I’ve been in Sydney this week attending a conference at the University of New South Wales entitled “Justice For All? The International Criminal Court. A Conference: 10 Year Review of the ICC”. The organizers note that just as Sydney is the place to celebrate the new year first, so it is the first to mark the initial decade of the International Criminal Court. Participants in the conference included the President of the Court (Judge Sang-Hyun Song), the Deputy Prosecutor and Prosecutor-elect (Fatou Bensouda), the Registrar (Silvana Arbia) and the President of the Assembly of States Parties (Ambassador Tiina Intelmann). In addition to the general theme of marking the tenth anniversary, the conference has focussed on gender justice and the role of the Court in the Asia-Pacific region.
            Impatience with the Court’s performance to date was expressed by several speakers. There is a need to “chalk up some runs” as one speaker put it. It is gratifying to learn that the long-awaited first judgment on the merits, in the Lubanga case, will be released next month. Lubanga was taken into custody by the Court in The Hague on 17 March 2006, so that will make just about exactly six years for someone in detention to get to judgment in a single-defendant trial involving a single charge of recruiting child soldiers.

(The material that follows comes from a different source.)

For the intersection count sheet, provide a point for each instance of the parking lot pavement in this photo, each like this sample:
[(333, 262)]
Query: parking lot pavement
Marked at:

That’s simply far too long.
            En passant, I was told that the Charles Taylor trial at the Special Court for Sierra Leone should also be delivered in March.
            Yesterday, the former President of the Assembly of States Parties, Ambassador Christian Wenaweser, provided a very interesting review of the Court’s current challenges. He made some particularly interesting remarks about the situations that have been referred to the Court by the United Nations Security Council. Ambassador Wenaweser noted that while the Council has referred two situations, in Darfur and Libya, it has done little in the way of what we might call follow-up. “Why didn’t the Security Council welcome the arrest of Seif Gaddafy and call on Libya to cooperate with the Court”, he asked. “There is little diplomatic political support from the Security Council on referrals and it is not likely to come.”
            Ambassador Wenaweser expressed dissatisfaction about the funding of the Court’s work when the situation is initiated by the Security Council. According to the two Security Council resolutions (1593 and 1970), the United Nations is not to contribute to any of the funding of the Court’s activities that result. This is not what is in the Rome Statute and it is inconsistent with the Relationship Agreement between the Court and the United Nations, Ambassador Wenaweser noted. “We cannot have situations in which States (including non-party States) send things to the Court and then don’t pay”, he said.
            “In the future we have to think about the benefits for the Court” of Security Council referrals, he said. Ambassador Wenaweser was saying that “we don’t need any more Security Council referrals”.
            He was followed on yesterday’s panel by Ambassador Stephen Rapp of the United States. Ambassador Rapp explained that while the Obama Administration is endeavouring to help the Court, it is constrained by legislation adopted under the Bush Administration, notably the American Servicepersons Protection Act. “We can’t send cash but we can provide in kind assistance.” He said that the United States was helping with relocation of victims and witnesses, and that it was trying to get legislation passed by Congress that would allow it to use its reward programme to help with prosecutions at the Court. “We want the ICC to succeed”, he said. In answer to a question about how the United States viewed ratification of the Rome Statute by other States, Ambassador Rapp said his country was happy with this.
              The number of States Parties now stands at 120, which is double the requirement in the Statute for entry into force and equivalent to the number that voted in favour at the Rome Conference. We were told that more ratifications are to be expected soon. Fatou Bensouda said she expected Côte d’Ivoire to join in the near future.
            Despite well-deserved criticism of the Court’s performance, and particularly its inability to deliver a single verdict after a decade of work, the Conference showed a strong sense of optimism about the future of the institution. Several speakers noted the significance of last year’s Security Council resolution referring Libya to the Court. It was a unanimous resolution, enjoying the support of the United States, Russia, China and India, in addition to the other permanent and elected members of the Council. The Court is a permanent fixture in the international world order and that in itself is a supreme accomplishment.